Si les traumatismes orthopédiques pédiatriques nécessitent souvent une prise en charge hospitalière, certaines situations plus simples peuvent être gérées en ville – notamment, la pronation douloureuse, les fractures en motte de beurre et certaines entorses.
Pronation douloureuse du coude
Lésion spécifique de l’enfant, la pronation douloureuse est l’atteinte du coude la plus fréquente chez les < 6 ans, en particulier avant 2 ans. Elle est le fruit d’un mouvement de traction de l’avant-bras dans l’axe, coude en extension, alors que la main est en pronation – par exemple lorsqu’un adulte essaye de soulever l’enfant par la main ou de le rattraper lorsqu’il s’élance dans une direction (pas de notion de traumatisme).
Le mécanisme de cette lésion est le passage de la tête du radius sous le ligament annulaire. Chez les jeunes enfants, ce dernier est très élastique et la tête radiale cartilagineuse est souple : une extension soudaine et forcée peut donc faire sortir la tête radiale sous le ligament, le coude restant alors bloqué dans la position où la lésion s’est produite (pronation et extension). Après l’âge de 5 ans, la tête radiale s’est agrandie et calcifiée et peut moins facilement glisser en dehors de sa loge.
L’interrogatoire suffit au diagnostic : incident de traction, à la suite duquel l’enfant est douloureux et garde le membre en pronation, inerte le long du corps. Lorsque l’examen suit immédiatement l’incident, le membre n’a pas de déformation, d’œdème ou d’hématome, mais on peut noter à distance une petite augmentation du volume du coude.
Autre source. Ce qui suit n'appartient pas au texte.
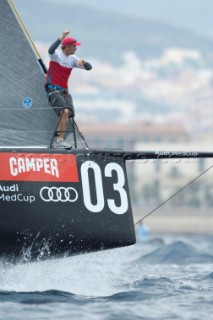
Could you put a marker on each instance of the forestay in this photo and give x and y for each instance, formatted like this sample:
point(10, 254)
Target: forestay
point(26, 118)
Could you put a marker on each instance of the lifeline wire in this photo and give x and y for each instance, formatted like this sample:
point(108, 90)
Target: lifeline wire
point(172, 196)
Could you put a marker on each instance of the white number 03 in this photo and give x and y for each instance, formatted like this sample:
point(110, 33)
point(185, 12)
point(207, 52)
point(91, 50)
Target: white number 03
point(100, 199)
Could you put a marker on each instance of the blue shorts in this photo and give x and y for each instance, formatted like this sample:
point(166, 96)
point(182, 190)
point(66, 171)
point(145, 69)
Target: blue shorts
point(61, 100)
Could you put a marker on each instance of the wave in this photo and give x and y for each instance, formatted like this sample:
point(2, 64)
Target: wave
point(49, 296)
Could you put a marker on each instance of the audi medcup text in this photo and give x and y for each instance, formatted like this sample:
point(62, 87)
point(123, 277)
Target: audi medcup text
point(59, 194)
point(17, 197)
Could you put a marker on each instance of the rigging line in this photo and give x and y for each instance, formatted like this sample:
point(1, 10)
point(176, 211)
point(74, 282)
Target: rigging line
point(172, 196)
point(24, 28)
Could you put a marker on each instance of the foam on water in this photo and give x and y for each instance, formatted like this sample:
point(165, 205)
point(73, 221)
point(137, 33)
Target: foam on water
point(160, 278)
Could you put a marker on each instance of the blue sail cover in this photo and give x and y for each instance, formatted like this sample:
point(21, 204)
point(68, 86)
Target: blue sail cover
point(26, 118)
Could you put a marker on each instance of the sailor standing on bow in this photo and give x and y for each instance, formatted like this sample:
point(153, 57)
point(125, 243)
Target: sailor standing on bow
point(60, 67)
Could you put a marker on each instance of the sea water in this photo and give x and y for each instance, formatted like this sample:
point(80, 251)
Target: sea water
point(161, 277)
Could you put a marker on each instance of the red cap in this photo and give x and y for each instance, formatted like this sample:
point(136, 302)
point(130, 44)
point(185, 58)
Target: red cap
point(68, 41)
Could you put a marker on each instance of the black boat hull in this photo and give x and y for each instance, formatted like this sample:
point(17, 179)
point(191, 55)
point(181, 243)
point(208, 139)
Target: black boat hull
point(62, 203)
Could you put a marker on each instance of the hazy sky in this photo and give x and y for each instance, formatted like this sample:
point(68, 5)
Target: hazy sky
point(192, 14)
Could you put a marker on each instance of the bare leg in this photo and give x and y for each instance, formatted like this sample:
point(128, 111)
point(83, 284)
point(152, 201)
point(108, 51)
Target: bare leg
point(62, 126)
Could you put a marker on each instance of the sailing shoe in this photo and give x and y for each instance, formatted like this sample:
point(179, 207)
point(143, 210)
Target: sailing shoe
point(61, 144)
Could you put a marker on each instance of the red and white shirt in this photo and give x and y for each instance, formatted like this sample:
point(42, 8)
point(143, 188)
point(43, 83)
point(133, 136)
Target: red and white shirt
point(60, 68)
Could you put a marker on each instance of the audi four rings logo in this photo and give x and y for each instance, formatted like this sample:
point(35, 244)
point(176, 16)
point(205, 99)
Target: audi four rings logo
point(60, 194)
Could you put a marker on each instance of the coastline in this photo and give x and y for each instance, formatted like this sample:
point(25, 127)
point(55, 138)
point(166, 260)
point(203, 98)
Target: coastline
point(177, 220)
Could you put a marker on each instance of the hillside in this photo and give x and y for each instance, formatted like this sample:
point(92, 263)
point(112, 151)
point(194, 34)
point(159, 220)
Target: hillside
point(107, 35)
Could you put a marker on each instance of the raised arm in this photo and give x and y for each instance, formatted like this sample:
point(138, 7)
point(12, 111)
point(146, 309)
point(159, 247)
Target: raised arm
point(56, 44)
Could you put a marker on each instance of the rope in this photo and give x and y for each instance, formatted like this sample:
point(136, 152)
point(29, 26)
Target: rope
point(172, 196)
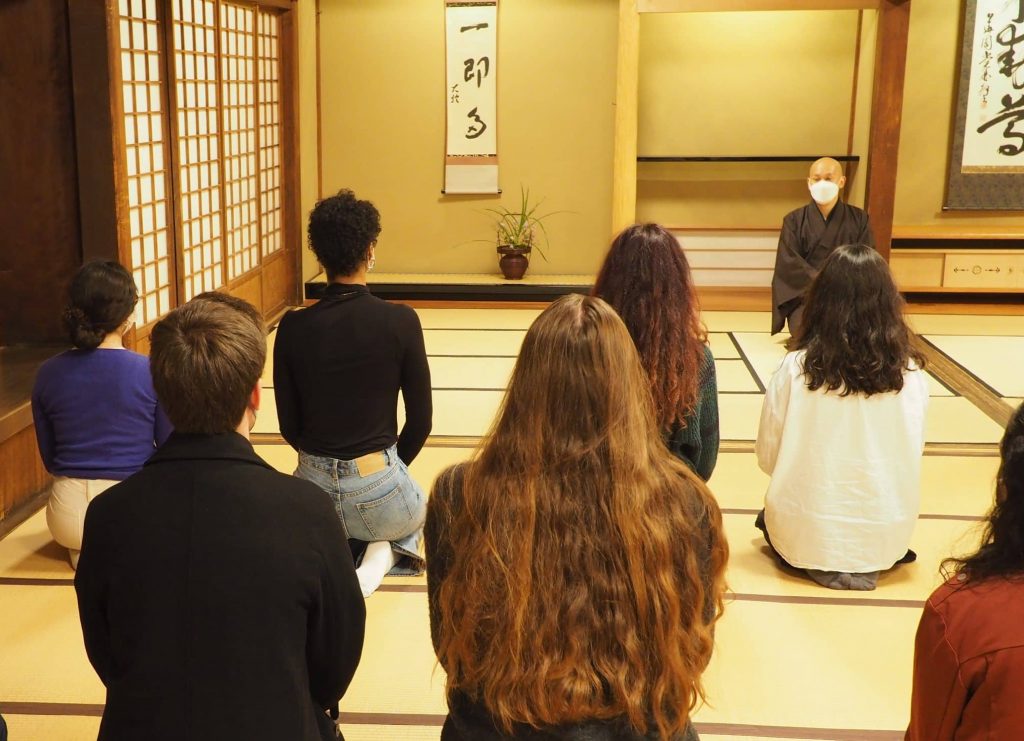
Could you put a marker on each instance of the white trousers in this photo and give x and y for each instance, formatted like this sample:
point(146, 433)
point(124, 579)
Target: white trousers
point(66, 510)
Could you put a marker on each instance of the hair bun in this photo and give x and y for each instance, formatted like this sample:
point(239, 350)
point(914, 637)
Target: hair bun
point(84, 335)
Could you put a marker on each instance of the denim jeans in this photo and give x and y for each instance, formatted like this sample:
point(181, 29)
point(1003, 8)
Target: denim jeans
point(387, 505)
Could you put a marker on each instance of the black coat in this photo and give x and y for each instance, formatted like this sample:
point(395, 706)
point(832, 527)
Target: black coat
point(218, 599)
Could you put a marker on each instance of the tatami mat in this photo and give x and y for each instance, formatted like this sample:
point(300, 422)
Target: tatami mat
point(768, 667)
point(470, 373)
point(722, 346)
point(55, 728)
point(838, 666)
point(753, 569)
point(477, 318)
point(950, 485)
point(968, 324)
point(733, 377)
point(790, 654)
point(473, 342)
point(390, 733)
point(737, 321)
point(42, 658)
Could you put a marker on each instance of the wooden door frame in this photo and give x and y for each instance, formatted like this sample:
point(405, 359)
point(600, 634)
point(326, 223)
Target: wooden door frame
point(887, 98)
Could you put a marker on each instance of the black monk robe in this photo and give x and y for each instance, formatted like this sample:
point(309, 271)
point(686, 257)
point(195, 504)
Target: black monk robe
point(806, 241)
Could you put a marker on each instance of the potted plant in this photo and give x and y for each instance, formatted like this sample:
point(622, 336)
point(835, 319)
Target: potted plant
point(516, 233)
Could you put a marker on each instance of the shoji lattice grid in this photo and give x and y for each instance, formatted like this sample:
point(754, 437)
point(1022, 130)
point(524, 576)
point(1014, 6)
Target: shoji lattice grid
point(238, 76)
point(144, 136)
point(195, 36)
point(269, 132)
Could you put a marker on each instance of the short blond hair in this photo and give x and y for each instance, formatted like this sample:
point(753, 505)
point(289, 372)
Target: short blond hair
point(206, 357)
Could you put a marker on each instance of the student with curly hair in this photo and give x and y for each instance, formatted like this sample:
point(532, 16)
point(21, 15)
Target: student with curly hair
point(576, 566)
point(969, 660)
point(843, 429)
point(338, 367)
point(646, 278)
point(96, 415)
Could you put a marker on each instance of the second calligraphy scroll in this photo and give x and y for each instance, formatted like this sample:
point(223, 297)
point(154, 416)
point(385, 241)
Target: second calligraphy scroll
point(471, 96)
point(986, 169)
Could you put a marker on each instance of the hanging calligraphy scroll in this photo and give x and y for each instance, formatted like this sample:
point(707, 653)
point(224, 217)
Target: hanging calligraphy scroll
point(986, 168)
point(471, 97)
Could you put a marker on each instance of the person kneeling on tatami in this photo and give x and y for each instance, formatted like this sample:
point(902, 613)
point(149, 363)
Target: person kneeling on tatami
point(843, 429)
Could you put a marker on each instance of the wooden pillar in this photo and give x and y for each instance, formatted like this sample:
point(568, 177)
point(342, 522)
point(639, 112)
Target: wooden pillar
point(624, 163)
point(887, 111)
point(104, 226)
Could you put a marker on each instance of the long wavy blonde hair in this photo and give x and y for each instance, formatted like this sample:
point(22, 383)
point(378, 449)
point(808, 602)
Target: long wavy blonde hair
point(589, 565)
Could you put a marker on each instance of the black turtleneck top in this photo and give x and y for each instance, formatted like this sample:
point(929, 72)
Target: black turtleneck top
point(338, 366)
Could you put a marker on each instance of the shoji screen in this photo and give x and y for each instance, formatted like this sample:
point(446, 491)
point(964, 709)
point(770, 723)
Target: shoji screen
point(238, 64)
point(268, 120)
point(144, 140)
point(197, 93)
point(204, 147)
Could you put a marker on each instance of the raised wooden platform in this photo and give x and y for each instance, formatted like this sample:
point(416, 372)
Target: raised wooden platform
point(22, 473)
point(465, 287)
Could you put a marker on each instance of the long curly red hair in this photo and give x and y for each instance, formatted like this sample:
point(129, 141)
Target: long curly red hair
point(646, 278)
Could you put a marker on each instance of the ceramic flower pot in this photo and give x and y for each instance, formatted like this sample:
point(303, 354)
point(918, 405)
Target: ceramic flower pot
point(514, 261)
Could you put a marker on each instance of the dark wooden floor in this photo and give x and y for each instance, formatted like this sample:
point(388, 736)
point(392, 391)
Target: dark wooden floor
point(17, 373)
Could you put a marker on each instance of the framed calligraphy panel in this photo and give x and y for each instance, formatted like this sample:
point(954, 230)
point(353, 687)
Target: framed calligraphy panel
point(471, 96)
point(986, 165)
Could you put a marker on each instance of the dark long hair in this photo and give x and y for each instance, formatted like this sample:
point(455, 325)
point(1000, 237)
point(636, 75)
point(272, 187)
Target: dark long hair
point(646, 278)
point(590, 566)
point(102, 296)
point(1001, 552)
point(853, 330)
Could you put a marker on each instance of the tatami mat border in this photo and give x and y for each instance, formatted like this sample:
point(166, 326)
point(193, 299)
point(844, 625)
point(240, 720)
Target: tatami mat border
point(421, 589)
point(979, 449)
point(747, 362)
point(923, 516)
point(437, 720)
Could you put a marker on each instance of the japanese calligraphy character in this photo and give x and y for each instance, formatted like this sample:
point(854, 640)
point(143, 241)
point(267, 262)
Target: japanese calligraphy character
point(1011, 115)
point(473, 132)
point(473, 68)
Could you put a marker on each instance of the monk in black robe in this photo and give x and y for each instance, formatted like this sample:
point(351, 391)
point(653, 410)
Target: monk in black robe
point(809, 235)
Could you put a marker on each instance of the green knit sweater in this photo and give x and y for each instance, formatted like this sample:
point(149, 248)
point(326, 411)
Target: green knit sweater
point(695, 439)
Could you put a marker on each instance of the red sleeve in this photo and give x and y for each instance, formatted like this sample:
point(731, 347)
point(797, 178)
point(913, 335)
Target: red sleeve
point(939, 692)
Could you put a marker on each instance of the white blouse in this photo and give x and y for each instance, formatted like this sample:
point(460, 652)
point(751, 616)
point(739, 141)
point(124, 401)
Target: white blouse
point(845, 471)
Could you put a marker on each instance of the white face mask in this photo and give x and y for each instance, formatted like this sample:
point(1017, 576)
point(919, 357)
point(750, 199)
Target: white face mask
point(823, 191)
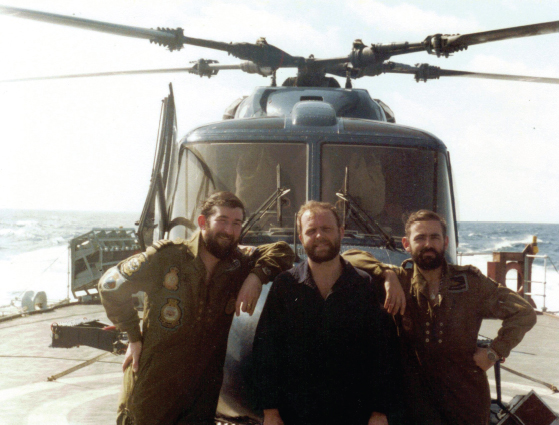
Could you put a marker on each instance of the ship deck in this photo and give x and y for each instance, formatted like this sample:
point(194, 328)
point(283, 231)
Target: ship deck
point(89, 395)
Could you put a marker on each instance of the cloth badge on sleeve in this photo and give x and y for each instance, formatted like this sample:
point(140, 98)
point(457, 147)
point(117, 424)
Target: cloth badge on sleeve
point(459, 283)
point(171, 313)
point(110, 281)
point(171, 280)
point(133, 264)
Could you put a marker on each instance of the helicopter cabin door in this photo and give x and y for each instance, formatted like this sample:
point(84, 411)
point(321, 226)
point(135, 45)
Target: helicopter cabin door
point(154, 220)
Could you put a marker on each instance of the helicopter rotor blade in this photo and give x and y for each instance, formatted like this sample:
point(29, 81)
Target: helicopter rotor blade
point(444, 45)
point(203, 68)
point(424, 72)
point(261, 53)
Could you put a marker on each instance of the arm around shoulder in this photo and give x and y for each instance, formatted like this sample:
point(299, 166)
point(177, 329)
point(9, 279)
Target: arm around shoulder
point(271, 260)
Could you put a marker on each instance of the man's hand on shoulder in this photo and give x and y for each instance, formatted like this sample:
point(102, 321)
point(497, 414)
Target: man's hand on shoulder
point(378, 419)
point(482, 360)
point(133, 353)
point(249, 294)
point(272, 417)
point(395, 297)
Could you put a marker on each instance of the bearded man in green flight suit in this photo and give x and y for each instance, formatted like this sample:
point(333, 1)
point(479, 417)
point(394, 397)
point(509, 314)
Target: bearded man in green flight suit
point(443, 306)
point(173, 368)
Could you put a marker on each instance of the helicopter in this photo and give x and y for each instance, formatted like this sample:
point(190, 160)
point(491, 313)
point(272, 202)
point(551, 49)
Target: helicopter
point(311, 141)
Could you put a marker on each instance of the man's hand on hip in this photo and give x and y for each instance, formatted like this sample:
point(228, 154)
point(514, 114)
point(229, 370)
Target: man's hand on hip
point(481, 359)
point(395, 297)
point(133, 353)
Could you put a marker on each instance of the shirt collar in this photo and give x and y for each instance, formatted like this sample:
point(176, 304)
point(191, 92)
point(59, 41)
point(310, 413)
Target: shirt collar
point(421, 284)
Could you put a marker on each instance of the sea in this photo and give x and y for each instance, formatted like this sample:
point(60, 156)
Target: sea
point(34, 251)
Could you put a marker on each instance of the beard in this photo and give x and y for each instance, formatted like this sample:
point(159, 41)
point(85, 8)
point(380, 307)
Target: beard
point(428, 262)
point(331, 253)
point(220, 245)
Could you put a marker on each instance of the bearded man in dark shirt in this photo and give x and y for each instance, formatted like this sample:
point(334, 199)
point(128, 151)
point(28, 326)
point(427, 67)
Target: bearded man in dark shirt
point(324, 350)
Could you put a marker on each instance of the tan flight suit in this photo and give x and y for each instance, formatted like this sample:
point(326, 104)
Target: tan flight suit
point(439, 339)
point(185, 328)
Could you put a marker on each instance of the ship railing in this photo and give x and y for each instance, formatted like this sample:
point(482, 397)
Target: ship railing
point(460, 255)
point(543, 282)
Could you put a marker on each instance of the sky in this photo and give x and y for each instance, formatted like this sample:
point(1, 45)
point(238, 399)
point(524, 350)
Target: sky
point(88, 144)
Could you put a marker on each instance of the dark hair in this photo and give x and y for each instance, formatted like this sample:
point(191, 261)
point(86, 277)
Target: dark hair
point(220, 199)
point(315, 206)
point(425, 215)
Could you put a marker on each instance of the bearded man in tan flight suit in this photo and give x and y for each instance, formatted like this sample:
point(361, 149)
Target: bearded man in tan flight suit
point(192, 290)
point(444, 370)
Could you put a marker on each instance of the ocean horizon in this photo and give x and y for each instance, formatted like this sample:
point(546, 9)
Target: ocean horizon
point(34, 249)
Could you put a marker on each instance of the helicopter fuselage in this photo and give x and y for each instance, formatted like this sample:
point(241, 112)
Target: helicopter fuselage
point(289, 145)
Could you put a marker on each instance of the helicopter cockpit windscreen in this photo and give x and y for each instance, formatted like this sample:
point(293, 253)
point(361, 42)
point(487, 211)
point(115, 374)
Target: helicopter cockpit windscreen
point(387, 183)
point(252, 171)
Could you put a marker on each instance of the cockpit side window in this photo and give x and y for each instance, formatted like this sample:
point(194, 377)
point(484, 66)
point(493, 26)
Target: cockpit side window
point(252, 171)
point(388, 183)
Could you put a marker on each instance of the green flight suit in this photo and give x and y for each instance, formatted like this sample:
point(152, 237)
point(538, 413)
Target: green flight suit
point(185, 326)
point(439, 339)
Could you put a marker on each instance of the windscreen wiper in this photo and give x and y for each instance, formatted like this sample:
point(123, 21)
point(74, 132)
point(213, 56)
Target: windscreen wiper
point(268, 203)
point(368, 223)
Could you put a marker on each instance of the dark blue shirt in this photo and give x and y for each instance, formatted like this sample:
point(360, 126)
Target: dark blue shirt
point(325, 361)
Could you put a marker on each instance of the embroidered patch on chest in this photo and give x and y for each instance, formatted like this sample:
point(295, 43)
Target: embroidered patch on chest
point(133, 265)
point(171, 280)
point(458, 283)
point(171, 313)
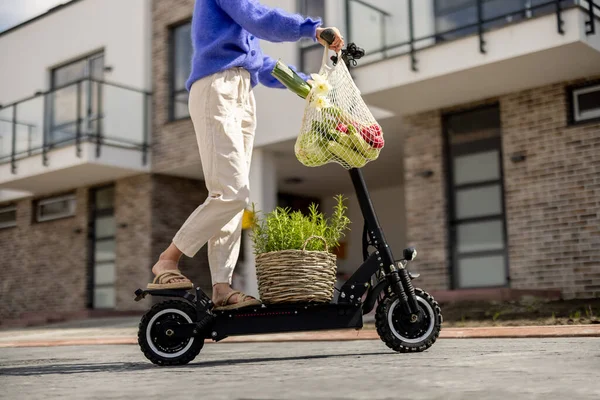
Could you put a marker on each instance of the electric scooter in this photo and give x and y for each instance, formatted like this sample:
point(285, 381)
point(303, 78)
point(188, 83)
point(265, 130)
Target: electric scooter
point(407, 319)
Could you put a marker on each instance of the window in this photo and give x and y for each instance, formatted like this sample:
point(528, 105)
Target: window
point(65, 98)
point(311, 53)
point(55, 208)
point(8, 217)
point(586, 103)
point(181, 55)
point(103, 245)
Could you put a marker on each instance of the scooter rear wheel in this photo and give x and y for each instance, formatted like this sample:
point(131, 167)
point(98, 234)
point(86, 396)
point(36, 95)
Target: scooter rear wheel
point(158, 338)
point(401, 335)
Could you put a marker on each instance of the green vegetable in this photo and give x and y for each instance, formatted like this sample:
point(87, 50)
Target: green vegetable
point(310, 149)
point(283, 229)
point(290, 79)
point(346, 154)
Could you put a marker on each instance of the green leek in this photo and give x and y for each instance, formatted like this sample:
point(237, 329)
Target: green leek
point(290, 79)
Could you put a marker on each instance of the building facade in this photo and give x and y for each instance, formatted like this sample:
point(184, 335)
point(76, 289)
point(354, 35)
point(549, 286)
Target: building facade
point(491, 114)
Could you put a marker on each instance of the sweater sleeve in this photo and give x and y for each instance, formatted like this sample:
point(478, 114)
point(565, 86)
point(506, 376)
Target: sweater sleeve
point(270, 24)
point(265, 77)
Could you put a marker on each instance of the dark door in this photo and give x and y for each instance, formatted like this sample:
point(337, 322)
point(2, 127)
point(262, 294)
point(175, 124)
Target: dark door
point(102, 243)
point(477, 230)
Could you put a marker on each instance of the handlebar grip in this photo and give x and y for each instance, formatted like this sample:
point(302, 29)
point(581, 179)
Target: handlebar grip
point(328, 35)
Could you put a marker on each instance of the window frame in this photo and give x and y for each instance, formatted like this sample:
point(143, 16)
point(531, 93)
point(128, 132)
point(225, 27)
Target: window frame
point(576, 115)
point(56, 199)
point(7, 209)
point(172, 65)
point(88, 112)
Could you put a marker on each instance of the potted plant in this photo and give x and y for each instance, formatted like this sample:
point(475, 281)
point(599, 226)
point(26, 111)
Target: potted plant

Hors de toute manipulation, le membre n’est pas douloureux.
La radiographie est normale lors d’une pronation douloureuse : elle n’est donc pas indiquée devant ce tableau typique. Elle l’est lorsque le mécanisme est atypique ou inconnu, ou l’examen clinique difficile. Dans ce cas, avant d’envisager toute manœuvre, demander une radiographie de l’avant-bras en entier et du coude de face et de profil afin d’écarter les diagnostics différentiels tels qu’une fracture de l’extrémité inférieure de l’humérus de type supracondylienne à faible déplacement ou une fracture de l’extrémité discale du radius en motte de beurre. Elle est également recommandée quand deux tentatives de réduction (v. ci-dessous) se sont soldées par un échec.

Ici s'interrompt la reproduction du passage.